Features of Explainability: How users understand counterfactual and
causal explanations for categorical and continuous features in XAI
- URL: http://arxiv.org/abs/2204.10152v1
- Date: Thu, 21 Apr 2022 15:01:09 GMT
- Title: Features of Explainability: How users understand counterfactual and
causal explanations for categorical and continuous features in XAI
- Authors: Greta Warren and Mark T Keane and Ruth M J Byrne
- Abstract summary: Counterfactual explanations are increasingly used to address interpretability, recourse, and bias in AI decisions.
We tested the effects of counterfactual and causal explanations on the objective accuracy of users predictions.
We also found that users understand explanations referring to categorical features more readily than those referring to continuous features.
- Score: 10.151828072611428
- License: http://creativecommons.org/licenses/by/4.0/
- Abstract: Counterfactual explanations are increasingly used to address
interpretability, recourse, and bias in AI decisions. However, we do not know
how well counterfactual explanations help users to understand a systems
decisions, since no large scale user studies have compared their efficacy to
other sorts of explanations such as causal explanations (which have a longer
track record of use in rule based and decision tree models). It is also unknown
whether counterfactual explanations are equally effective for categorical as
for continuous features, although current methods assume they do.

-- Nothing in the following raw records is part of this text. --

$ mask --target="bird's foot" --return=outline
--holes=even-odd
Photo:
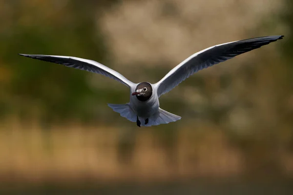
[[[138,119],[138,116],[136,116],[136,125],[137,125],[138,127],[140,127],[140,125],[141,125],[141,123],[140,121],[139,121],[139,120]]]

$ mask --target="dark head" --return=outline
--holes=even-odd
[[[135,92],[132,93],[132,96],[136,96],[137,99],[142,101],[149,99],[152,94],[152,88],[148,82],[143,82],[136,86]]]

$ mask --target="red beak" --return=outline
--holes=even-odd
[[[135,92],[132,93],[132,94],[131,94],[131,96],[136,96],[137,95],[139,95],[139,94],[140,94],[140,93]]]

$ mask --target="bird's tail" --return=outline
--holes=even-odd
[[[149,126],[152,125],[158,125],[160,124],[167,124],[170,122],[175,122],[181,119],[181,117],[170,113],[168,112],[159,108],[159,114],[156,116],[150,117],[148,119],[148,122],[146,124],[142,123],[142,126]]]
[[[131,109],[128,103],[125,104],[108,104],[108,106],[112,108],[113,111],[119,114],[121,117],[124,117],[131,122],[136,122],[137,116],[135,113]],[[141,126],[150,126],[152,125],[158,125],[160,124],[167,124],[170,122],[175,122],[181,119],[181,117],[170,113],[165,110],[159,108],[157,114],[146,118],[139,117]],[[146,122],[146,121],[147,122]]]

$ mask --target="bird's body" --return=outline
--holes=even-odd
[[[125,104],[108,104],[114,111],[137,126],[166,124],[181,117],[160,108],[159,98],[198,71],[231,58],[238,55],[282,39],[273,36],[230,42],[209,47],[187,58],[174,67],[159,82],[134,83],[122,75],[96,61],[76,57],[61,56],[20,54],[66,66],[100,74],[116,80],[130,89],[130,101]]]

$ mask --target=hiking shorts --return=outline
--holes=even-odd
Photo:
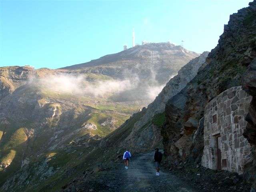
[[[158,161],[156,161],[155,162],[155,164],[156,164],[156,167],[157,168],[159,168],[160,166],[160,163]]]

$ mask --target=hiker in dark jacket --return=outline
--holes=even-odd
[[[123,156],[123,160],[124,162],[124,164],[125,165],[125,167],[124,168],[126,169],[128,169],[128,163],[129,162],[129,160],[132,157],[132,155],[131,155],[131,153],[129,150],[127,150],[124,153],[124,156]]]
[[[157,176],[160,175],[159,174],[159,166],[160,166],[161,161],[162,161],[162,153],[159,151],[159,149],[158,148],[155,149],[155,153],[154,155],[154,159],[156,164],[156,175]]]

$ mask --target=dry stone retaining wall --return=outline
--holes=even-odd
[[[220,157],[218,148],[221,152],[221,157],[218,158],[221,159],[219,160],[221,169],[243,173],[251,149],[243,133],[247,124],[245,117],[252,98],[241,86],[233,87],[207,104],[204,111],[203,166],[217,169]]]

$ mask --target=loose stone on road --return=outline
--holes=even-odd
[[[122,183],[112,184],[119,186],[118,191],[124,192],[197,191],[175,176],[163,171],[162,169],[160,169],[160,176],[156,176],[153,156],[153,152],[138,155],[130,161],[128,170],[124,165],[120,165],[116,172],[112,174],[116,174],[118,178],[115,183]]]

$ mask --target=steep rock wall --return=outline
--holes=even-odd
[[[205,106],[226,89],[242,85],[248,65],[256,57],[256,1],[249,5],[230,16],[218,45],[197,75],[166,104],[166,124],[161,132],[170,164],[183,161],[200,162],[194,155],[202,155],[204,144],[196,144],[193,138],[195,133],[200,132],[197,130]],[[202,141],[202,137],[198,134],[196,137]]]

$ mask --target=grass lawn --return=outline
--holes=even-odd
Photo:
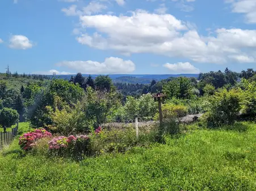
[[[17,140],[0,154],[0,190],[255,190],[256,124],[229,128],[80,163],[23,156]]]

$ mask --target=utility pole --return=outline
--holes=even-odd
[[[7,65],[7,67],[6,69],[6,76],[7,77],[8,79],[9,79],[9,76],[10,76],[10,70],[9,70],[9,65]]]

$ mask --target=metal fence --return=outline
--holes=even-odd
[[[0,149],[3,148],[4,145],[10,144],[14,139],[18,133],[18,124],[15,127],[11,128],[11,131],[6,133],[0,133]]]

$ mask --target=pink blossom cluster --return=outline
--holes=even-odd
[[[68,144],[68,137],[64,136],[58,137],[49,142],[49,149],[60,149],[60,147],[66,147]]]
[[[52,137],[52,133],[43,128],[36,129],[21,136],[19,145],[23,149],[28,150],[35,145],[37,140],[47,137]]]
[[[101,127],[99,126],[99,127],[98,128],[96,128],[94,132],[96,134],[98,134],[98,133],[100,133],[101,131],[102,131],[102,128],[101,128]]]
[[[79,139],[81,140],[87,140],[89,139],[89,136],[87,136],[87,135],[83,135],[83,134],[80,135],[79,136],[77,136],[77,138],[78,139]]]
[[[75,137],[70,135],[69,137],[60,136],[52,139],[49,142],[49,149],[60,149],[61,147],[67,147],[69,145],[75,143],[77,139],[85,140],[88,140],[89,137],[87,135],[80,135]]]

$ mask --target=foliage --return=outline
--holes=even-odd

Hence, in a
controlled user study with 127 volunteer participants, we tested the effects of
counterfactual and causal explanations on the objective accuracy of users
predictions of the decisions made by a simple AI system, and participants
subjective judgments of satisfaction and trust in the explanations. We
discovered a dissociation between objective and subjective measures:
counterfactual explanations elicit higher accuracy of predictions than
no-explanation control descriptions but no higher accuracy than causal
explanations, yet counterfactual explanations elicit greater satisfaction and
trust than causal explanations. We also found that users understand
explanations referring to categorical features more readily than those
referring to continuous features. We discuss the implications of these findings
for current and future counterfactual methods in XAI.